In an interesting turn of events, I found myself writing about community pharmacy and the incoming Pharmacy First service this week after attending a meeting with the health and social care secretary that was exclusively about nursing in the NHS.
It seems that Steve Barclay is well rehearsed on the new common conditions service and that he believes it will even play a key part in supporting pressures within general practice. But what he failed to recognise was that community pharmacy has its own pressures, challenges and workforce issues to contend with, which some fear may jeopardise the success of a national Pharmacy First service altogether.
On Monday, our sister title Nursing in Practice – of which I am also the news editor – was invited to the Department of Health and Social Care to ask Steve Barclay just two questions specifically about nursing. As you can imagine, it then came much to my surprise when he mentioned pharmacy at least three times – unprompted.
He said people would be able to go to a pharmacy, instead of to a general practice, for seven common conditions through the common conditions scheme and also pointed to the new pharmacy contraception service, when asked for solutions on nursing recruitment and retention within general practice.

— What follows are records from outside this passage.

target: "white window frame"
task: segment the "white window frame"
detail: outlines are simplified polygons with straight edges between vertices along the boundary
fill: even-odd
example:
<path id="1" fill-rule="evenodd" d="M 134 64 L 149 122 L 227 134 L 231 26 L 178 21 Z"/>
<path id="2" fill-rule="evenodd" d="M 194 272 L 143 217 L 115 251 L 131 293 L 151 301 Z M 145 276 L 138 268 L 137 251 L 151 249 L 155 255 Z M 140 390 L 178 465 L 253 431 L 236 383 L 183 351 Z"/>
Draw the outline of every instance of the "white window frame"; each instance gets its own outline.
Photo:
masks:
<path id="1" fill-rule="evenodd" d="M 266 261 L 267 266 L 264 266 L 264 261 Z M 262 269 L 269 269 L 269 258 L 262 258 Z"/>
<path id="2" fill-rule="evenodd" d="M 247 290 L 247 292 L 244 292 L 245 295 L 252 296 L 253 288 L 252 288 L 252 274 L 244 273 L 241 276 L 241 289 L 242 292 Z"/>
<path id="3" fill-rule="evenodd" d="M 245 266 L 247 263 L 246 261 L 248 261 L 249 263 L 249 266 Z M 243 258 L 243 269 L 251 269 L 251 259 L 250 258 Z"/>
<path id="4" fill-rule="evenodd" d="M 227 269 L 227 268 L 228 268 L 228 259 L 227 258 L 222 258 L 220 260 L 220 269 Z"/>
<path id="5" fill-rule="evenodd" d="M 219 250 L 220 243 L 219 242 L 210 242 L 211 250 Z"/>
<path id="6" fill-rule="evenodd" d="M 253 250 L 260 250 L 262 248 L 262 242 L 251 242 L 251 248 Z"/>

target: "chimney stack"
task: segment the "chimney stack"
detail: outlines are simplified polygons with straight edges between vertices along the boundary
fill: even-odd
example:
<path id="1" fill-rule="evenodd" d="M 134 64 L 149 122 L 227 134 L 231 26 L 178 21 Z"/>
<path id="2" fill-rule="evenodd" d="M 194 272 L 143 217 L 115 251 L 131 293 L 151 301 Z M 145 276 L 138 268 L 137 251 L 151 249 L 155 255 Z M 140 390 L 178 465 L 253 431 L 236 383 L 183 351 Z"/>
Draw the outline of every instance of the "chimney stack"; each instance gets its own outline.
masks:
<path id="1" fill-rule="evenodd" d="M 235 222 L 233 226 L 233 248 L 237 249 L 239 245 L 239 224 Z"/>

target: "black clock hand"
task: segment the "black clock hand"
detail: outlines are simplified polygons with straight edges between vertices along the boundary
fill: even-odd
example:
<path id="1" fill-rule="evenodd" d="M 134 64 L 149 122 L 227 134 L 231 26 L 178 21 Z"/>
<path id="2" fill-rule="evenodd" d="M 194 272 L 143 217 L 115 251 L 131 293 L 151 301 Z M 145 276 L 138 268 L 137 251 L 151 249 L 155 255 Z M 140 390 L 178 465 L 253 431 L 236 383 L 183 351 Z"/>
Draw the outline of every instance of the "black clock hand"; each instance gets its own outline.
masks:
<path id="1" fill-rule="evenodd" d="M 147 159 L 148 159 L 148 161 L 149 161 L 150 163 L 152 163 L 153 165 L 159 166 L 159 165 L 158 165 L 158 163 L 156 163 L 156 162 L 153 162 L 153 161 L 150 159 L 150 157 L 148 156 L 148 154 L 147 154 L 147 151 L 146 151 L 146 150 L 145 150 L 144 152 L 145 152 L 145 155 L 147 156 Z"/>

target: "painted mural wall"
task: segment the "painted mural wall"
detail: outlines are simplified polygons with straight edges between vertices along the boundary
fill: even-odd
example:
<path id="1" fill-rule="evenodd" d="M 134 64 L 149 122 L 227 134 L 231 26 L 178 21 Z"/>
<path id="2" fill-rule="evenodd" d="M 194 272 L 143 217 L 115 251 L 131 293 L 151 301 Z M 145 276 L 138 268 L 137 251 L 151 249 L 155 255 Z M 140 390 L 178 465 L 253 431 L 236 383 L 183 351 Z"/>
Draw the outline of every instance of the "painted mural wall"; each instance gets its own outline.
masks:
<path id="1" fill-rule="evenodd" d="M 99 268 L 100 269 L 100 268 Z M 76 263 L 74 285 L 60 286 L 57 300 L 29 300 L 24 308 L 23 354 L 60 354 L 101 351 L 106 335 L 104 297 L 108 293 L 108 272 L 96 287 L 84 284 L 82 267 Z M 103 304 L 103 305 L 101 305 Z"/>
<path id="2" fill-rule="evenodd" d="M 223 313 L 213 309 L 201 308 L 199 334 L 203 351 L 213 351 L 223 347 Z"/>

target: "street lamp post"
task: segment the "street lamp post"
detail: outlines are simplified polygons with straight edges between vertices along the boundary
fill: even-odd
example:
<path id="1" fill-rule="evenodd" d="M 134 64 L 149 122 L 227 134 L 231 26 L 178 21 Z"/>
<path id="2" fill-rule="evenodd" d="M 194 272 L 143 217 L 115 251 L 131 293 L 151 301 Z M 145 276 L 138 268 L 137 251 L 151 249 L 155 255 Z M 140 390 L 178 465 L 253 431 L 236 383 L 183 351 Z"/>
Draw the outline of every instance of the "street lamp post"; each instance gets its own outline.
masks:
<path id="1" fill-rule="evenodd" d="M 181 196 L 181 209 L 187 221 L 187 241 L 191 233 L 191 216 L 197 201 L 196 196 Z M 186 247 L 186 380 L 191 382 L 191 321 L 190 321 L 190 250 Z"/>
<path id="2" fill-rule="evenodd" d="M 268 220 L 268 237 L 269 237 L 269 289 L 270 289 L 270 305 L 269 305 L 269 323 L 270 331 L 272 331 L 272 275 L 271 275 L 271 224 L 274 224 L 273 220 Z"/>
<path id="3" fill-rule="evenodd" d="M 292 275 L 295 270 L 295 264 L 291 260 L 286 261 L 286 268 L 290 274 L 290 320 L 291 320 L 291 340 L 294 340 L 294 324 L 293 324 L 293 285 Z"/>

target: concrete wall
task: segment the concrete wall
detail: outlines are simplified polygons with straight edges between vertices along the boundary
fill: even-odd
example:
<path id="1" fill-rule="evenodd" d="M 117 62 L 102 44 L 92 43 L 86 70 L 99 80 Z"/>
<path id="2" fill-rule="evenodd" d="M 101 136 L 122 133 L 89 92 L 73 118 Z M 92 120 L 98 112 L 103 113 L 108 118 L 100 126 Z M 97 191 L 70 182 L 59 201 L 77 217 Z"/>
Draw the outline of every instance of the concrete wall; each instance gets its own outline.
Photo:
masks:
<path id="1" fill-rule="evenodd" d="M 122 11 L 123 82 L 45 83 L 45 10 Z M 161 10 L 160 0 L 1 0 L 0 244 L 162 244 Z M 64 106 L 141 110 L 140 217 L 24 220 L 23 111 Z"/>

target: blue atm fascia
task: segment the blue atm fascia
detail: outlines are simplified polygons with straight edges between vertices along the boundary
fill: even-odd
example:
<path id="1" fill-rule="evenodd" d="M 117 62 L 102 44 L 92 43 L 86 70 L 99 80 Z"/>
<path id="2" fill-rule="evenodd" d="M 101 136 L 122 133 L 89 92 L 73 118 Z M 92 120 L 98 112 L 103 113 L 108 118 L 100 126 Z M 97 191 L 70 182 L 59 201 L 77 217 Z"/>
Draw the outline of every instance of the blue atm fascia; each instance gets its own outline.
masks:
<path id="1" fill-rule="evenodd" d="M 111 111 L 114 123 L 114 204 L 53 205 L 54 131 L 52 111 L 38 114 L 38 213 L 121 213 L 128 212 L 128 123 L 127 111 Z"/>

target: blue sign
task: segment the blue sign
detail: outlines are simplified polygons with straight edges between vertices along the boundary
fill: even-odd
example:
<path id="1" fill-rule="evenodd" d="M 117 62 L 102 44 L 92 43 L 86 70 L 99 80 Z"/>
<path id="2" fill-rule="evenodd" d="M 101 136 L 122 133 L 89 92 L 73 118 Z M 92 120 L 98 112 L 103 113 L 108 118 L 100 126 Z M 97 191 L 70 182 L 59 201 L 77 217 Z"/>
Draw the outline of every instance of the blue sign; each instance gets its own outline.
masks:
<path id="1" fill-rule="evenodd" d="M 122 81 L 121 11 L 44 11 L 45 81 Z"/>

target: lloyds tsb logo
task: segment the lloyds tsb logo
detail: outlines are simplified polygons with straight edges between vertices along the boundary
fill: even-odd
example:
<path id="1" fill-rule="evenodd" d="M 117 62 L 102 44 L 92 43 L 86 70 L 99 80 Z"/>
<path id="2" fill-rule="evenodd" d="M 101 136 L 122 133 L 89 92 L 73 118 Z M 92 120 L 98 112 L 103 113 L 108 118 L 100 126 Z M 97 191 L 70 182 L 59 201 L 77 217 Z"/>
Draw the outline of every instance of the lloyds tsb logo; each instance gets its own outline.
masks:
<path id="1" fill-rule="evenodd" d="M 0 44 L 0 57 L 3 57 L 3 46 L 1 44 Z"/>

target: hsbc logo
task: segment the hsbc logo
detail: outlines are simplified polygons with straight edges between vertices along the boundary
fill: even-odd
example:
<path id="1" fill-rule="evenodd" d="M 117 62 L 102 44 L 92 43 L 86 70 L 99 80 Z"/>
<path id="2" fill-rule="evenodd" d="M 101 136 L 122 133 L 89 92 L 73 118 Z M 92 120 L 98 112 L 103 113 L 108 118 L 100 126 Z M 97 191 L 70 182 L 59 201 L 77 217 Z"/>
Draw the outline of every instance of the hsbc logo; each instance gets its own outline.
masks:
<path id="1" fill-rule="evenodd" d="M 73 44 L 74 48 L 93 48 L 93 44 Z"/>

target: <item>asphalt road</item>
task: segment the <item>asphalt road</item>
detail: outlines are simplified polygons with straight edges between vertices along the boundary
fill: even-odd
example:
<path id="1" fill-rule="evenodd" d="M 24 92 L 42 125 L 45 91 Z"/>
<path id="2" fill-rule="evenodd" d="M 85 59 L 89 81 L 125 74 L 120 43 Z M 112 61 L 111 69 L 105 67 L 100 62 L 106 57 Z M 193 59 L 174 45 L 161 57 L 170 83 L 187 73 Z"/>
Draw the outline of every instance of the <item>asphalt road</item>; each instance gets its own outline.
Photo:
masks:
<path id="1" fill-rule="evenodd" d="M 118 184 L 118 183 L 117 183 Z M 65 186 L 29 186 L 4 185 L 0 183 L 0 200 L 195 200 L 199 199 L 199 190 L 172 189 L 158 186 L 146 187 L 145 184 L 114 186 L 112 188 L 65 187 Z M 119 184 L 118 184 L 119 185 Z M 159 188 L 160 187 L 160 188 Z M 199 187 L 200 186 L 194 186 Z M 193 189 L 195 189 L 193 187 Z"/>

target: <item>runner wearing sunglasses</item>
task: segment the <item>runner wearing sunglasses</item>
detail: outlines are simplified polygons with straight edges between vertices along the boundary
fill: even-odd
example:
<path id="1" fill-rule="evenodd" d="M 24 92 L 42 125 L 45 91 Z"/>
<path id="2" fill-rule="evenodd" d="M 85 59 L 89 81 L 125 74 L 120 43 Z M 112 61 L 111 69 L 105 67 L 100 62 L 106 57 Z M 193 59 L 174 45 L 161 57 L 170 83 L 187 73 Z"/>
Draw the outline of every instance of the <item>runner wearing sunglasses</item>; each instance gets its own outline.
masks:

While it is certainly positive to see community pharmacy at the forefront of the health secretary’s mind, it is concerning that he is potentially trying to address struggling workforce by piling the pressure on another. It also makes me concerned of his expectations of the sector, which has its own pressures to manage. We have been told more than once about funding and capacity concerns for the sector, especially as the new Pharmacy First service looms.
In fact, just this week The Pharmacist reported on a new report from the Company Chemists’ Association (CCA) which suggested additional funding and resources were required if the scheme was to be a success. The CCA’s research brought up questions over how much time pharmacists would realistically even have to deliver the service, when so much time is already spent dispensing.
If only I was able to put on my pharmacy hat on during this meeting with the health secretary, I would have asked him directly how he and the government thinks the sector is going to deliver Pharmacy First and whether he accepts more funding and support is needed. But that is one for another day and something I will endeavour to do.
I just hope the health secretary avoids relying on an already struggling community pharmacy sector to fix problems elsewhere in the health service.